Her research centres around the primary cilium; an antenna-like organelle that acts as a crucial signalling hub for certain signalling pathways, some of which may promote therapeutic resistance. Although cilia are often absent from cancer cells certain chemotherapies can temporarily cause ciliary reformation. One of Angharads core aims is to determine whether this reformation alters cancer cell drug sensitivity.

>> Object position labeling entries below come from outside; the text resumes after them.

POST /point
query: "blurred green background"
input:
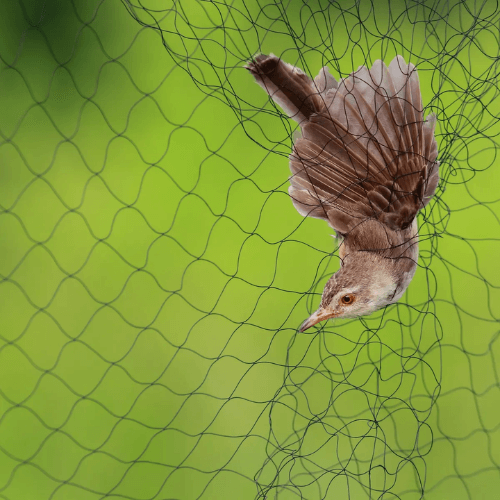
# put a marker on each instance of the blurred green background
(154, 271)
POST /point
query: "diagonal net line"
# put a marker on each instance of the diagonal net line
(154, 270)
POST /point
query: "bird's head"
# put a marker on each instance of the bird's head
(364, 283)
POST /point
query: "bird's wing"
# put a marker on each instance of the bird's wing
(366, 151)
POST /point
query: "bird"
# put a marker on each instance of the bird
(365, 161)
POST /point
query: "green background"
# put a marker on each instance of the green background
(154, 271)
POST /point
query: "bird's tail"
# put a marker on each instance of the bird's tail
(295, 92)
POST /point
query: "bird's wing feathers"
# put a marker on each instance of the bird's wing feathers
(366, 151)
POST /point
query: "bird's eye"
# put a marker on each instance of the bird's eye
(347, 299)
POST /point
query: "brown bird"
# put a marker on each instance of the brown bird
(366, 164)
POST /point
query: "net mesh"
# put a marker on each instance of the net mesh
(154, 271)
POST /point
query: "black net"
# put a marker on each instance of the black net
(154, 270)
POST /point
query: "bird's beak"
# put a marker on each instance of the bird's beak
(319, 315)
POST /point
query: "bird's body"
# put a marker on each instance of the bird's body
(366, 164)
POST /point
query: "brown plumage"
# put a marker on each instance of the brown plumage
(366, 164)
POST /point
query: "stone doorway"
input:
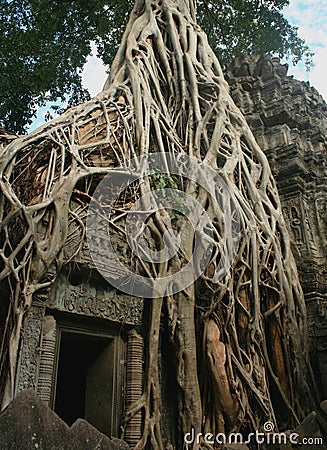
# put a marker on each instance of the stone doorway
(85, 379)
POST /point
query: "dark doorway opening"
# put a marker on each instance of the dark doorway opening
(85, 379)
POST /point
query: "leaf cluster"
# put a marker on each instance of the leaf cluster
(45, 44)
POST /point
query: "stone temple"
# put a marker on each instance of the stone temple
(81, 348)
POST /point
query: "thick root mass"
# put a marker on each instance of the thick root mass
(241, 344)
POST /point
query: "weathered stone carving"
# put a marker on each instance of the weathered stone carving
(30, 350)
(95, 301)
(46, 371)
(289, 120)
(134, 384)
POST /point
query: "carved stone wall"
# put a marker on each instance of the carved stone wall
(289, 120)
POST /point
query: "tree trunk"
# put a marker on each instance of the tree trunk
(166, 94)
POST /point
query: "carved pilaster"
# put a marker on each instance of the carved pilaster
(134, 385)
(29, 354)
(47, 362)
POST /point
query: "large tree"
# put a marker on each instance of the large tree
(237, 331)
(44, 44)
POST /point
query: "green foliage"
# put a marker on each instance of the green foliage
(237, 27)
(45, 43)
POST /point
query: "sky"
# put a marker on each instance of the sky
(310, 16)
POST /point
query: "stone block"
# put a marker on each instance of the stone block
(28, 423)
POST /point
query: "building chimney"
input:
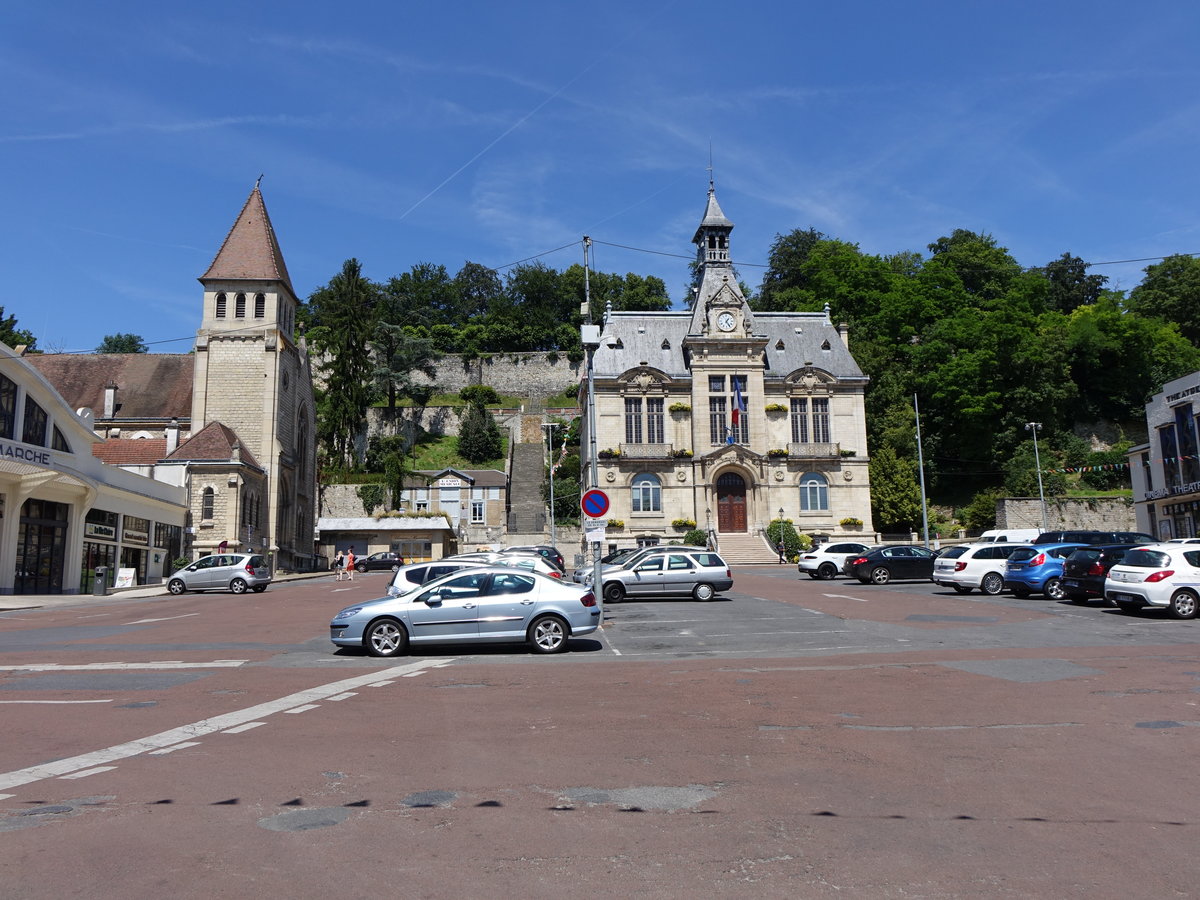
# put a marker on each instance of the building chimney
(111, 400)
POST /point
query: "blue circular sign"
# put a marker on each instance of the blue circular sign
(594, 503)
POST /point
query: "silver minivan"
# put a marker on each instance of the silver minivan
(677, 573)
(238, 573)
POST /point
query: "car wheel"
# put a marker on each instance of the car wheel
(385, 637)
(1183, 605)
(547, 634)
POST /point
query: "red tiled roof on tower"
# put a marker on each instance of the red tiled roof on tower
(250, 250)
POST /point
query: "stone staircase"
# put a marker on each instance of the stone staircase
(745, 550)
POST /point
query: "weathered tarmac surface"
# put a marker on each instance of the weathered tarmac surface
(793, 738)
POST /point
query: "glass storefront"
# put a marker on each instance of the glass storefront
(41, 545)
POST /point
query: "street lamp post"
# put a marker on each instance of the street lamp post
(1037, 462)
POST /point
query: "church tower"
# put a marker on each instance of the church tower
(253, 377)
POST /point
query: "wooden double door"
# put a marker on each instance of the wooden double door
(731, 503)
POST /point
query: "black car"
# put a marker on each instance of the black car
(383, 559)
(880, 565)
(1085, 569)
(1086, 537)
(546, 551)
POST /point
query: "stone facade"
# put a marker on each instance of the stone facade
(672, 448)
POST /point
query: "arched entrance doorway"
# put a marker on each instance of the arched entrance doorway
(731, 503)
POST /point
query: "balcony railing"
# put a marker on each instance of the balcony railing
(646, 451)
(814, 451)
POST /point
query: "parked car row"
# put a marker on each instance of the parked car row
(1132, 574)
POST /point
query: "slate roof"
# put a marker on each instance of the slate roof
(802, 334)
(149, 385)
(251, 250)
(129, 451)
(213, 443)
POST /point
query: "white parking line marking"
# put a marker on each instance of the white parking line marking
(90, 772)
(168, 749)
(166, 618)
(125, 666)
(58, 768)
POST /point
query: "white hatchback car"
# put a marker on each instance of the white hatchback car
(826, 562)
(1163, 575)
(966, 567)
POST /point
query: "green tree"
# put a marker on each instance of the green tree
(343, 316)
(479, 437)
(1171, 292)
(15, 336)
(123, 343)
(895, 492)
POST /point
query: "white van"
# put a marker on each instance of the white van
(1008, 535)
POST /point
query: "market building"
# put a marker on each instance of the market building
(63, 510)
(233, 423)
(1165, 471)
(724, 419)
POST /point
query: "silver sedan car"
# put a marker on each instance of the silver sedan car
(478, 605)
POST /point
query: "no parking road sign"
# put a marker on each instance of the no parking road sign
(594, 503)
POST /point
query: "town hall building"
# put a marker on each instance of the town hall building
(724, 419)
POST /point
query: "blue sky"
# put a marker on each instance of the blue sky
(442, 132)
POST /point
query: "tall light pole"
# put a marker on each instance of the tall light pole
(1037, 462)
(550, 433)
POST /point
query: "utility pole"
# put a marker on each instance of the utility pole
(550, 432)
(1037, 462)
(921, 465)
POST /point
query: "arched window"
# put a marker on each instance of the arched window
(647, 493)
(814, 492)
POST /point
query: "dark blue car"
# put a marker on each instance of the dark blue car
(1038, 570)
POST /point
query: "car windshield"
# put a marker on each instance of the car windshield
(1146, 558)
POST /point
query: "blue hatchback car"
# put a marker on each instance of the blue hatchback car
(1038, 570)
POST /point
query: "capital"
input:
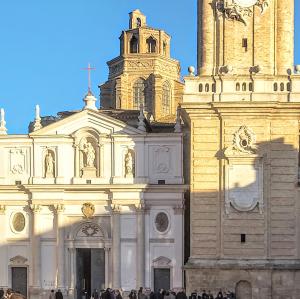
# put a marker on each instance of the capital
(35, 208)
(60, 208)
(2, 209)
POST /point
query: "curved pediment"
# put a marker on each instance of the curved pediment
(95, 120)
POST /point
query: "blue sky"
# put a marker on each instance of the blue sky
(46, 44)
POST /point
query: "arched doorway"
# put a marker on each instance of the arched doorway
(89, 259)
(243, 290)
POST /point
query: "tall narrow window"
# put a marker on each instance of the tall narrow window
(151, 43)
(245, 44)
(165, 48)
(166, 99)
(138, 94)
(134, 45)
(200, 87)
(138, 22)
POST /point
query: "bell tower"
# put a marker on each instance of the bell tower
(243, 34)
(144, 73)
(242, 116)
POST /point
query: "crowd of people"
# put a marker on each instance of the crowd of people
(146, 293)
(10, 294)
(142, 293)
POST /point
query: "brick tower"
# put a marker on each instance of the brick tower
(143, 73)
(242, 113)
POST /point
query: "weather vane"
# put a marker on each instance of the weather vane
(89, 69)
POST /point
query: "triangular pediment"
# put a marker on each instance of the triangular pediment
(96, 120)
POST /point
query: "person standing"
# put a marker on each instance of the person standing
(59, 295)
(52, 294)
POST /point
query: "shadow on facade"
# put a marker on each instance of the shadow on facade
(243, 234)
(240, 236)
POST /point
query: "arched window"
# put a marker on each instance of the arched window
(200, 87)
(166, 99)
(151, 44)
(134, 45)
(165, 48)
(138, 22)
(139, 94)
(213, 87)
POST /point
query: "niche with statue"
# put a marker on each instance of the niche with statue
(49, 163)
(129, 163)
(89, 156)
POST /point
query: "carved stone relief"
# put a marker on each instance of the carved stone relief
(18, 222)
(18, 260)
(162, 222)
(140, 64)
(88, 157)
(88, 210)
(233, 10)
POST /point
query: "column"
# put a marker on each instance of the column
(3, 249)
(60, 250)
(116, 275)
(72, 272)
(206, 38)
(140, 250)
(36, 246)
(285, 36)
(106, 251)
(77, 166)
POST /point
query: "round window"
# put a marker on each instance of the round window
(18, 222)
(161, 222)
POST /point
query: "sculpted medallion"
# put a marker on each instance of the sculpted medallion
(161, 222)
(88, 210)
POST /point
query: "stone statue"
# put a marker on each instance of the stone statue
(88, 149)
(129, 165)
(49, 163)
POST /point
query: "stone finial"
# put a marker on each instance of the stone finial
(3, 130)
(90, 101)
(191, 71)
(177, 127)
(255, 69)
(37, 121)
(225, 69)
(141, 124)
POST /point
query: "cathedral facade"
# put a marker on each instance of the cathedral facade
(90, 199)
(95, 198)
(243, 111)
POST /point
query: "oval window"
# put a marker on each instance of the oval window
(161, 222)
(18, 222)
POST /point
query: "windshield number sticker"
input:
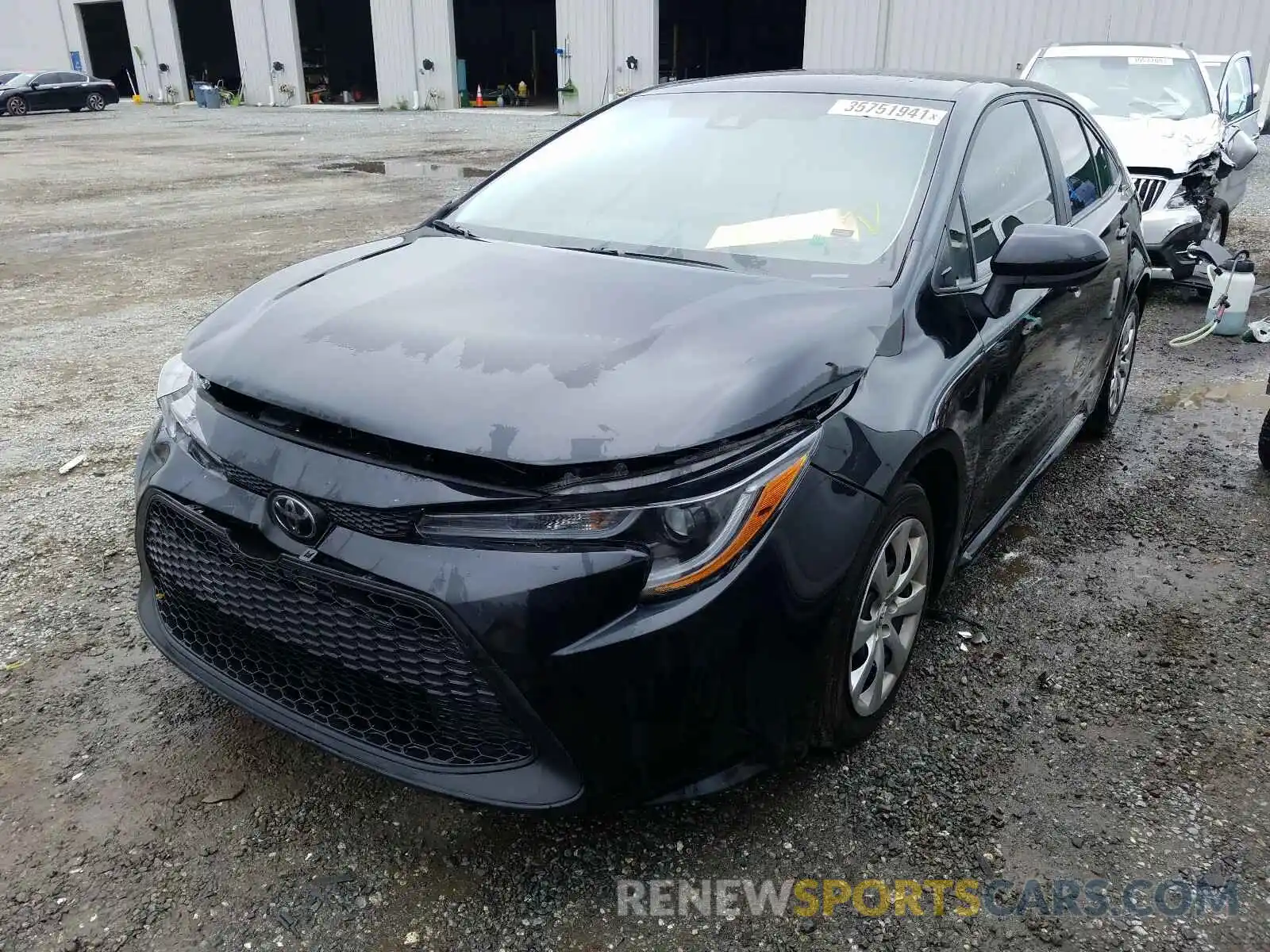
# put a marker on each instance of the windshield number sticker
(888, 111)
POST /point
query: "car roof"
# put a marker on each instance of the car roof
(1170, 51)
(916, 86)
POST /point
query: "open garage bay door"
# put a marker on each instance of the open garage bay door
(502, 44)
(207, 42)
(110, 54)
(722, 37)
(338, 48)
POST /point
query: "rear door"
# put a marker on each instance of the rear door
(1098, 201)
(1236, 98)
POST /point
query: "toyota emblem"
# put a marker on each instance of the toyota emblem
(295, 517)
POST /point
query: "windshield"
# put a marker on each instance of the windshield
(1130, 86)
(787, 183)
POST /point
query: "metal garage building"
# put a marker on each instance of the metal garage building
(410, 52)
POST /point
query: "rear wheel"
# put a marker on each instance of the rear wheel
(876, 621)
(1117, 381)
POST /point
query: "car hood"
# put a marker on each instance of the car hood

Furthermore, defects in cilium formation result in ciliopathies, genetic diseases with a diverse spectrum of symptoms ranging from the relatively mild to embryonic lethal. Interestingly, there are emerging links between cilium formation and aspects of the DNA damage response (DDR). Most notable among these links is the finding that mutations in several DNA repair proteins can cause human ciliopathies.
In a screen for novel regulators of genome stability the giant ubiquitin ligase HERC2 was identified and it was subsequently shown that HERC2 not only prevents accumulation of endogenous DNA damage but also facilitates ciliogenesis. Angharad also hopes to identify the relevant substrates and interactors of HERC2, and clarify the consequences of its loss for the ciliogenesis machinery. This may be of clinical relevance in lung cancers, where low expression of HERC2 is associated with decreased survival.